Однажды, когда Георгий в очередной раз прогуливался по небольшой квартире Марии Сергеевны, сзади раздался требовательный старушечий голос: «Хочу голубцов!» Бабка могла погибнуть в ту же секунду. Трудно представить, до какой степени он перепугался, но ничего не сделал. Первобытный страх, оторопь перед нездешним сковала Горенова по рукам и ногам, ведь в тот самый момент невозможно было поверить в реальность происходящего, будь то восстание мертвецов, материализации демонов или явление Сатаны.

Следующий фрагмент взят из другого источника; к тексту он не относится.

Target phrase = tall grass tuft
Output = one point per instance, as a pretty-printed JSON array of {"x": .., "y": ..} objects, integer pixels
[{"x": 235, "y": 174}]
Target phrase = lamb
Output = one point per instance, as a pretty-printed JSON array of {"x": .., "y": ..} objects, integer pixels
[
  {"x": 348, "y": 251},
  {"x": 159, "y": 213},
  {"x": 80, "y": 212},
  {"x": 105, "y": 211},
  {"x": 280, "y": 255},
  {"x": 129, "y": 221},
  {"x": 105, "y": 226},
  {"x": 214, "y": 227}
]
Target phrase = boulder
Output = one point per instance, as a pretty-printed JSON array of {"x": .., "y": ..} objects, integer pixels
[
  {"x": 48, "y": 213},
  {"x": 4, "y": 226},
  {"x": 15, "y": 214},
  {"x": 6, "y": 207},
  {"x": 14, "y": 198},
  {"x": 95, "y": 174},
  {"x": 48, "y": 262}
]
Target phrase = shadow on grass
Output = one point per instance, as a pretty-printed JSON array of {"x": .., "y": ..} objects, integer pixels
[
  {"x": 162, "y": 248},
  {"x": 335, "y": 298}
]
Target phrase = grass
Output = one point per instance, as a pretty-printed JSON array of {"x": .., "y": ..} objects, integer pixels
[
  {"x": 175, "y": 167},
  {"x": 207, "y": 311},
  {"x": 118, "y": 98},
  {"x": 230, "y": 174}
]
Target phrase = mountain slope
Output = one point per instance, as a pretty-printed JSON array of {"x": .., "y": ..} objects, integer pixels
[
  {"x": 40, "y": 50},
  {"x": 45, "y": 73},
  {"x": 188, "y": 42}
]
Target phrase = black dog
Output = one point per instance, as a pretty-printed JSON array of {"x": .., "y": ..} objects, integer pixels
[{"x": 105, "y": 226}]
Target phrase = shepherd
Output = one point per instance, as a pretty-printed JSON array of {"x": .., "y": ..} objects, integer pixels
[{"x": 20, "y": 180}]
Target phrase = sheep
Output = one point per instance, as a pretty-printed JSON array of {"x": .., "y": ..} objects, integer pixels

Возникшую неловкость Мария Сергеевна разрешила самостоятельно, повторив ту же фразу ещё раз. Произнесённые вновь слова «Хочу голубцов» прозвучали точно так же, как мгновение назад. Совпадали и интонация, и ритмика. Георгию показалось, будто само время споткнулось, словно иголка проигрывателя об царапинку на пластинке. Только тогда он, наконец, заметил, что старуха смотрит как бы сквозь него…
После этого случая Горенов всерьёз заинтересовался физиологией сна. И, конечно, особенно его увлекло «снохождение». Правильно называть именно так, никакой не «лунатизм». Ночное светило вообще ни при чём, это средневековые глупости, как восьмилапая муха.
В слове «снохождение» Георгию слышалась какая-то «находка», успешные поиски. До поры не было понятно, в чём она могла состоять, но это здорово подпитывало интерес. Теперь же всё полностью прояснялось: в своё время он нашёл Марию Сергеевну, как отправную точку… Точка ведь может стоять не только в конце, но и в начале, верно?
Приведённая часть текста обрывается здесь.